Employee status of US Uber drivers to be decided

App-based taxi firm Uber, is facing further legal action regarding the employee status and rights of its workers, this time from the US.


The US-based case, that of O’Connor et al. vs Uber Technologies, has been brought to the courts by three Uber drivers who claim that they should be treated as employees rather than independent contractors and that they therefore have a right to be reimbursed for expenses, such as fuel and vehicle maintenance costs. 

The plaintiffs want to take action against Uber on behalf of every driver in the State of California, which is a total of approximately 160,000 drivers.

US District Court Judge Edward Chen has certified the drivers’ class action.

The judge rejected Uber’s argument that drivers’ employment classification cannot be adjudicated on a classwide basis, on the grounds that Uber’s claims that its drivers are too diverse for uniform treatment and that they are all classified as independent contractors is inherently contradictory. 

However, the class action can only include drivers bound to Uber’s pre-2014 contract and some groups of drivers within this have also been excluded from the class action.

The court also denied the plaintiffs’ request to certify additional classes or subclasses of drivers, such as those who worked for distinct third-party transportation companies. 

Abby Horrigan, managing counsel for employment at Uber, said: “Over a few hundred drivers who are actively driving with Uber today can now be part of this case because the ruling found that only drivers who either stopped driving before June 2014 or drove after June 2014 but chose to opt out of the arbitration option in their agreements, are eligible. Most of the growth in driver numbers has happened since then.

“Before June 2014, our business in California was mostly UberBLACK; primarily drivers who work for limousine organisations. They cannot be part of the case because the court has ruled that those drivers never had a contract directly with Uber.  

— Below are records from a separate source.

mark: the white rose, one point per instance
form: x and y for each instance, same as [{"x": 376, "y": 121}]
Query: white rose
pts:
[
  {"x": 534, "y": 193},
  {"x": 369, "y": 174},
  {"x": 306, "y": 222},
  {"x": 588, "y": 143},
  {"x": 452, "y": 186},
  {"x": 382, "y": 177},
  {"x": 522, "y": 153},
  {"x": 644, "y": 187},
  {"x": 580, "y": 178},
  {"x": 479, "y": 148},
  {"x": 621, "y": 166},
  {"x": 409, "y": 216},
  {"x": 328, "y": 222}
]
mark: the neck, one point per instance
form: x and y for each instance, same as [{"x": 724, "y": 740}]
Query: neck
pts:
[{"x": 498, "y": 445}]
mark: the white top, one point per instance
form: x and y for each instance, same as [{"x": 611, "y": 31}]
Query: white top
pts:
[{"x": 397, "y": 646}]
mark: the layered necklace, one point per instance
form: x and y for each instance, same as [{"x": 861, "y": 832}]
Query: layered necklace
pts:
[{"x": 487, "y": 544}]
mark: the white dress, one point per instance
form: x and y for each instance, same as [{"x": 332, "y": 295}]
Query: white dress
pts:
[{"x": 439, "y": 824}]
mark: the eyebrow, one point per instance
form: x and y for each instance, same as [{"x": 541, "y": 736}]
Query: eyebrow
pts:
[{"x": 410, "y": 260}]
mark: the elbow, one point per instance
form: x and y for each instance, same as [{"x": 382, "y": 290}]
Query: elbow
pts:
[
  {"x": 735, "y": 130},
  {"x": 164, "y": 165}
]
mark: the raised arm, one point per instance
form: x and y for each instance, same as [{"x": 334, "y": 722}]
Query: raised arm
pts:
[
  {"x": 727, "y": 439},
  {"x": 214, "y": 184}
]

“Individuals who registered with Uber as a corporation also cannot participate in the case, making the total likely to be less than 160,000. Indeed our early estimates show that the potential class is fewer than 15,000 drivers, which is less than 10% of the total.

This case follows news in July that some Uber drivers in the UK, who are members of the National Union of General and Municipal Workers (GMB), claim that the organisation has breached its legal duty to provide staff with basic rights around pay, holiday, health and safety, and discipline and grievances.